I'm not sure if that's any help. But ultimately, I have the 'take it or leave it' approach to feedback. I give students feedback to help them learn and grow - not to be nasty. If they don't want to heed the feedback, well, they are adult learners and that is their choice - I take the same approach to my teenagers! :)

Good luck, Jill, and please keep in touch.

Would love to hear from midwifery teachers or any other teachers on the best way to give feedback to students - how do you give negative feedback in a way that is a positive learning experience?

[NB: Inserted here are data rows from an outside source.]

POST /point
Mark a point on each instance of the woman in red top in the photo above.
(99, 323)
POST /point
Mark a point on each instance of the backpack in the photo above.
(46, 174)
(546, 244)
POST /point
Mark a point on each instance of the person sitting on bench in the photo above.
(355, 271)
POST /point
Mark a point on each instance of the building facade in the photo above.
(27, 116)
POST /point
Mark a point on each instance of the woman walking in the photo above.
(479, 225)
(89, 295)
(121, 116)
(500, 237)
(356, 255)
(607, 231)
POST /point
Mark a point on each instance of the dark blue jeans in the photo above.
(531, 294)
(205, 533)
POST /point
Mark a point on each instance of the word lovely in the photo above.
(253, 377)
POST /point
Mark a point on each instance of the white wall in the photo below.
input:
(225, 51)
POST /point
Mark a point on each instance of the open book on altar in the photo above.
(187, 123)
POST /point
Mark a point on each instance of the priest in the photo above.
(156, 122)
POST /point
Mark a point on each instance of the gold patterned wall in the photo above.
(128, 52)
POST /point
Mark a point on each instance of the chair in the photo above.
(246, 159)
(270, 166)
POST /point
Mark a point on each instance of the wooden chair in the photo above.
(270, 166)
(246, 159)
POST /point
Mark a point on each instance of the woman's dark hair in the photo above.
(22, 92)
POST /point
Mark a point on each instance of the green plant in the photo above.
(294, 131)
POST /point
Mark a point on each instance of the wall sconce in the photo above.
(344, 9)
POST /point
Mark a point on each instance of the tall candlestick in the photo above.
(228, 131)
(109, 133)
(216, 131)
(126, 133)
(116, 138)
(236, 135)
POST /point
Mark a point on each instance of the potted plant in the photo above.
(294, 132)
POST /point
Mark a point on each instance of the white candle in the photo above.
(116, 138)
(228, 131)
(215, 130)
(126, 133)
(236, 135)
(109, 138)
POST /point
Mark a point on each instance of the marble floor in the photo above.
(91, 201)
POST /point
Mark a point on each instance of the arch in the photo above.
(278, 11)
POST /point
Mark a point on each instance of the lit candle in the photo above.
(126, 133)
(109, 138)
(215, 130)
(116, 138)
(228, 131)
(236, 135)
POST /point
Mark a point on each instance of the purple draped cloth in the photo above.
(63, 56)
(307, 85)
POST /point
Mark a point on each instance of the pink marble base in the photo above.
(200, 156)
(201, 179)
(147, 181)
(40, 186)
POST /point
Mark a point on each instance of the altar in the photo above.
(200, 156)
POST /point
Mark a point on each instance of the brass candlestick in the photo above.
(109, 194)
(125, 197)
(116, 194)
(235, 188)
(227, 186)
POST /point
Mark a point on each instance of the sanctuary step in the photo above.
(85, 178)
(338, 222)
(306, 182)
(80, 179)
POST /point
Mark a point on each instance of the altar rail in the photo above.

And to students, what works with you when it comes to receiving feedback about your performance?

InfoMidwife said...

Hi Sarah & Jill,
this is a very interesting topic, the older student. I have dealt with this both as the older student and as the lecturer for the older student. The only thing I can say as the 'student' I resented the younger lecturer if I felt I was being treated with contempt,and my life experience was not considered. I am not suggesting you are doing this, this is how I felt.
I agree with Sarahs comments in that a good sense of self is very important and a stratagey I use when dealing with older students is to always draw on thier wealth of personal life experience whilst trying to give the new learning information - so acknowelging their life experience whilst teaching something new and using the sanwhich technique for negative feedback. I'm sure yu have heard the saying "feel the fear and do it anyway". I think the trick is to acknowelge the age and accpet that you have more knowledge about what you are teaching and they have more life experience.
Remember to believe in yourself
I hope this helps - Good luck

Anonymous said...

Hi Sarah,

Just found your blog and enjoyed the post about 'Connectivism' which led me to this post from last year. I am a deputy principal at a large state high school and wear a suit to work each day. Having just spent time on a school excursion - camping, swimming, snorkelling and working to keep us fed - one very smart student and I had a long talk about identity. She will be in my Y11 Advanced English class next year and our first unit will be on 'Authority' - so we were able to talk about a range of issues linked to that as well (we will look at ratemyteacher.com for example). Anyway, she said, I used to feel nervous you because you are the DP but now I can never see you like that anymore. I feel her learning will improve next year, when we study English as a result.

Sarah Stewart said...

Hi Darcy

Thanks for dropping by-its always good to hear from people facing similar issues from different professions. And I would imagine school teachers have another layer to deal with which is different from those of us who teach adults. I have found that there has to be give and take with my students. I am happy to become more "approachable" for want of another word, but they have also got to give a little of themselves. In the meantime, the students have access to this blog which will give a 'warts and all' story.

ruthdemitroff said...

Sarah, I see two potential pluses:
1. Having their teacher as a facebook friend will give students cause to pause. They are going to clean up their facebook pages when they become professionals so moving that up to including the student years can only be a plus for their careers.
2. You will have the occasional mentally unstable or just plain vindictive student. You do have the option of blocking them or putting an "x" by their picture and deleting them. For the safety of public, it would be very helpful to discover this at the student phase before they are licensed and unleashed on the vulnerable.

Sarah Stewart said...

Actually, Ruth, what has happened is that no undergraduate student has contacted me on FB, not has ever left a post on this blog, which I find very interesting. But I have had a few contact me once they have qualified. I don't think students want much to do with their lecturers in this way-my students have a class account but have deliberately chosen to exclude me, which I think is totally appropriate.